Agile development needn’t apply only to software. Thanks to a lean, collaborative and iterative approach, we partnered with LoopUp to transform their brand, product, website and marketing collateral, all in under 3 months. By successfully extending the application of agile methodologies beyond development, we ensured a quick solution that also resulted in quality.
The engagement with LoopUp (formerly Ring2) embodied all of the best practices of Agile Design:
- A small, actively engaged, multidisciplinary team
- A highly collaborative and iterative process
- Working sessions in place of “presentations” and “deliverable reviews”
- Flexibility, from the team members of our studio and LoopUp throughout the process
- Lots and lots of communication — daily
Ring2 had several problems. Their brand was tired, boring and unflattering. In many ways it was exactly what people might expect from a mid-market company in the conference calling space; a vertical that is almost universally thought of as a commodity service with no meaningful differentiators except price.
The good news was that Ring2’s product was anything but ordinary. It is unlike any conference-calling product on the market. It transforms the way people start, join and manage their conference calls. In fact, once people see it, it practically sells itself. The problem is no one was seeing it unless a sales rep making cold calls was able to provide a live demo.
The Set Up
To solve this problem, Ring2 committed to a radical brand pivot. They decided on a new name, “LoopUp”, and looked for a creative firm that could build a solid brand around that name. But they had PR commitments coming up fast, so they needed a new logo, tagline, messaging, voice, tone, website, product re-skin and core product collateral completed in about 10 weeks.
In our first meeting with LoopUp’s VP of Marketing, I think she could tell we were laughing (not out loud, but she could still tell) at the aggressive schedule being requested. In an attempt to clarify the challenge, we pointed out all of the things that would be required of LoopUp in order to meet that kind of a schedule. But she was committed. She grew more enthusiastic and convinced us that her team was ready, willing and excited to work with Spring Studio to make this happen. So we got started right away.
From day 1, LoopUp’s founders, Marketing VP, Marketing Director and Product Director were all heavily involved and empowered to make quick, lasting decisions. At least 3 of those core team members were at our offices for working sessions 2 – 3 times per week, and there were dozens of phone calls, emails and Basecamp postings every day. Spring Studio’s team included one Principal serving as the Experience Architect, The Creative Director, an Art Director, a User Experience Designer and a Copywriter/Content Strategist.
In order to meet the aggressive timeline, we divided the project into components:
- Messaging / Voice Strategy
- Website IA/UX
- Website Visual Design
- Marketing Video
- Product Re-skin
- Collateral Design
In order to condense the schedule and ensure high quality work, we aggressively applied agile methodologies, regardless of the component at hand. We kicked off with intensive working sessions with our clients’ stakeholders. We developed concurrent work streams that not only helped save time but also allowed different work streams to influence one another. Our client met with us daily as an extension of our team to solve problems and make decisions on the spot. We sketched, evaluated, iterated and finessed.

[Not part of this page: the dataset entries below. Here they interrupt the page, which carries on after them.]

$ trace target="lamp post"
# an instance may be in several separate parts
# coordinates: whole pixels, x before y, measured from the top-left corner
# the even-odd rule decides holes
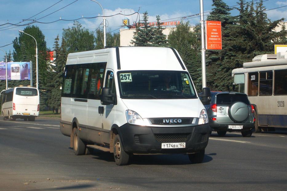
[[[8,81],[7,80],[7,55],[6,54],[6,53],[5,52],[2,50],[2,49],[0,49],[5,54],[5,62],[6,62],[6,89],[8,89]]]
[[[34,40],[35,40],[35,41],[36,43],[36,88],[38,89],[38,47],[37,46],[37,41],[36,41],[36,39],[35,39],[35,38],[29,34],[27,34],[26,33],[24,32],[24,31],[19,30],[19,32],[29,35],[34,39]]]
[[[105,13],[104,13],[104,9],[103,9],[103,7],[101,5],[101,4],[99,3],[98,2],[94,0],[90,0],[92,1],[95,2],[98,4],[99,5],[101,6],[101,8],[102,8],[102,10],[103,11],[103,15],[104,16],[104,48],[106,47],[106,18],[105,17]]]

About 10 weeks after the project kickoff meeting, LoopUp launched, with an immediate media blitz on its heels. The redesigned website was live with the marketing video on the home page. The new product apps were being downloaded. Prospective and existing clients received new Welcome Kits introducing them to the new brand. And the team at LoopUp helped ensure this was pulled off seamlessly.
The Key to Success
We had a lot of fun during this project, and learned a lot. Below are some of our key takeaways about running an agile design project:
- Focus more on defining the process and people who will be responsible for it upfront, and less on defining exactly what will be produced. Scoping deliverables is still important, to the extent they can be defined at the start of the project, but things will inevitably change. If you want to stay on track, you need to define how you will deal with changes quickly and efficiently. We did this by having all of the LoopUp decision makers in face-to-face meetings with us multiple times per week. As issues arose, we identified, discussed and resolved them as a single team. We negotiated in real time, face-to-face, which built trust throughout the assignment.
- Treat all meetings as group problem-solving sessions, not merely presentations, reviews, approval meetings, etc. Everything presented should either be approved in the meeting, or specific issues identified and specific actions and responsibilities assigned to handle those issues, with input from everyone who has a say in the matter provided during the session.
- Identify the need for changes in direction and communicate them immediately. For example, after the first working session on the video storyboards, the whole team had agreed to a certain direction. When our internal team held a follow-up meeting, and dove deeper into the story, we changed our minds and felt strongly that the story needed to be told in a completely different way. We quickly sketched out the new proposed story and presented it to LoopUp the next day and, in that session, the team worked through the changes and gained alignment once again.